※誰が聴いてもヘヴィ・メタル!な楽曲を紹介していきます!
アメリカのヘヴィ・メタル・バンド、 ヘリオン(HELLION)が、1990年にリリースした2枚目のフルアルバム『The Black Book』の2曲目に収録。
”ヘリオン”と聞けば、メタルファンなら誰もが、まずジューダス・プリーストの曲名を想起するでしょう。女性メタルヴォーカリストのアン・ボレイン率いるバンド、ヘリオンは、その名の通り、ジューダス直系の正統派メタルを信条としています。
アメリカ西海岸で結成されたのが82年ですから、まさにLAメタルムーブメントの前夜ですね。ヘリオンは女性ヴォーカルを擁しながらも、ヘアメタルとは対極の正統派メタルを貫き、むしろヨーロッパで注目を集めました。

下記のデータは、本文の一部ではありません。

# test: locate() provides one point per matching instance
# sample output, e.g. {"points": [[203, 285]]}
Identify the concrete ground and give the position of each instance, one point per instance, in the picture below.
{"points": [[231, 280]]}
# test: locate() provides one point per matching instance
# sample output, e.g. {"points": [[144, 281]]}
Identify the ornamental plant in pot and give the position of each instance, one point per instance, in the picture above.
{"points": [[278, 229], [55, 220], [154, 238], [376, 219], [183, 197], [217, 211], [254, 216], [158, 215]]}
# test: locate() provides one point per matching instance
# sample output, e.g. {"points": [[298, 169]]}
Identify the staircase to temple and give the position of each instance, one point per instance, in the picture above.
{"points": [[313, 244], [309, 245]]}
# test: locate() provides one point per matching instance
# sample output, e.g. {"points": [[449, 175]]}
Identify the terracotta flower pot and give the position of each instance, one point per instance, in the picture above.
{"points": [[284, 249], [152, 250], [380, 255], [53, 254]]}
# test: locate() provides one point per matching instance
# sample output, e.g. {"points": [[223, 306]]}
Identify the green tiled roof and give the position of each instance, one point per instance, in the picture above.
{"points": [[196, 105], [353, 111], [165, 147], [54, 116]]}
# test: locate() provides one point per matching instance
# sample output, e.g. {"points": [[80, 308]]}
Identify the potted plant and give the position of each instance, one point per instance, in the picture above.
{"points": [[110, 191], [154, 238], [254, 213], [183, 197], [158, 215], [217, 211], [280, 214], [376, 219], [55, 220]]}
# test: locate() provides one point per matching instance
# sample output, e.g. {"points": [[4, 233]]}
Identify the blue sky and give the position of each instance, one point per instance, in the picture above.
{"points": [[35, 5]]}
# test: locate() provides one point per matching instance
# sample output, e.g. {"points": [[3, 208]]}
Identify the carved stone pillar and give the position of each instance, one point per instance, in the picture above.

アンのエモーショナルで激熱な歌唱と野太い性質は、いやがおうにもロニー・ジェイムズ・ディオを想起させますが、実際に、ロニーと妻のウェンディに注目され、彼らがマネジメントを手がけた時期もありました。しかし、アンがバンドを解雇され、その後、別のヘリオンや自身の会社、ニュー・ルネッサンス・レコードを立ち上げ、、と様々な波乱が起こっています。
今回ピックアップした「The Black Book」は、紆余曲折を経て、ようやくセカンドとしてリリースされた、重厚なコンセプト・アルバムのタイトル曲です。日本では「暗黒の書」なんていう邦題がついて、アルバムは高評価を受けましたね。硬質でブレのない音像は、まさにメタル以外何者でもないサウンドです。ドラマチックなメロディと展開で聞かせる王道メタルは、鋼鉄魂を熱くさせるでしょう!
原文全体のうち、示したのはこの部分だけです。